A covered expense is an expense that's eligible for reimbursement by a health insurance plan. However, while a plan may cover an eligible expense, there may be limits on how much of a particular expense will be reimbursed. An insurer may cap payments for a type of procedure or service, may limit the number of visits to a provider in a plan year or may impose a "reasonable and customary" charge.
return to top of page
IMPORTANT QUESTIONS TO ASK AS A HEALTH INSURANCE CONSUMER
Providers contracted through the plan
- Is my doctor a participating physician in the plan? How many doctors are in the plan?
- How far does the service area extend? Can I see the directory?
- How many hospitals are included in the PPO? Which hospitals are closest to me?
- How are referrals made to specialists?
Services offered under the plan
- If you are being treated for an existing medical condition, will it be covered under the new plan? Would there be a waiting period?

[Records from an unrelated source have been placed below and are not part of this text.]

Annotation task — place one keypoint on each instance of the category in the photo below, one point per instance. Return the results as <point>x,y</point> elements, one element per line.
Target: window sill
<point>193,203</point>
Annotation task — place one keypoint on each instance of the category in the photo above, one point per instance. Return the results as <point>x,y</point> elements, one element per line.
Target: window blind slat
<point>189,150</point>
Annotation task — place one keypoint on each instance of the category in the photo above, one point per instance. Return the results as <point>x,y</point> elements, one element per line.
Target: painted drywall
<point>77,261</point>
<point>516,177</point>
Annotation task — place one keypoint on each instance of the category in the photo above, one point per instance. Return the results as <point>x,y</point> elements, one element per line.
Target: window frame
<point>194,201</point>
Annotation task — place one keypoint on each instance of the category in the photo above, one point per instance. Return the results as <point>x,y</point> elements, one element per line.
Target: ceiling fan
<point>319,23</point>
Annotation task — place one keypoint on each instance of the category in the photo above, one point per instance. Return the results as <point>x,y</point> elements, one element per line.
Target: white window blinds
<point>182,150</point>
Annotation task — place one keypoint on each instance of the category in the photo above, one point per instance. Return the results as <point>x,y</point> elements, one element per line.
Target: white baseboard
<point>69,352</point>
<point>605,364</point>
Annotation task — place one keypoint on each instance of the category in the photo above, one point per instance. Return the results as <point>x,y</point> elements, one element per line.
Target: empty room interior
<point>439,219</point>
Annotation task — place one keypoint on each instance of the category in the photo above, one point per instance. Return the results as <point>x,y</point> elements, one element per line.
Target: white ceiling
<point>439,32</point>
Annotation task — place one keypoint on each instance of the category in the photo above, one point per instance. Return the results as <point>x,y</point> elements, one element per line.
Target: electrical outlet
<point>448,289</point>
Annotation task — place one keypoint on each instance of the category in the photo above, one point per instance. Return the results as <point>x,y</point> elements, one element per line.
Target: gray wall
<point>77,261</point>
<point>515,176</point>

- If you are self-employed, will your plan cover work-related injuries or conditions?
- What guidelines have been established for emergency treatment? What steps must you take for treatment if you or your family members are out of town?
- Are there limits on medical tests, out-of-hospital care, mental health care, prescription drugs, or other services that are important to you?
- What services are covered under the plan? What preventive services does the plan offer? Does it cover:
Chiropractic treatment
Alternative health care counseling and treatment
Experimental treatments
Mental health counseling and care
Substance abuse counseling and treatment
Family planning services
Physical therapy
Care for chronic (long-term) conditions, diseases or disability
Home healthcare, hospice care
Costs and conditions
- What will the plan cost specifically? How much is the monthly premium? Can I lower the premium by purchasing coverage with a higher deductible?
- How much is the co-pay per visit to an in-network physician - and to an out-of-network physician? How much more will it cost me if I decide to use an out-of-network physician?
- What is the maximum I would pay out of pocket in a plan year? How much will I pay before the insurer takes over payment of the remaining expenses?
- Does the plan specify a lifetime maximum cap that the insurer will pay?
- Does the plan have a waiting period during which your medical expenses will not be covered?
- If my spouse already has a health insurance plan, how will that plan affect my plan?
- Does the plan offer a review period during which you can review your plan and, if you opt, cancel the plan with a full premium refund?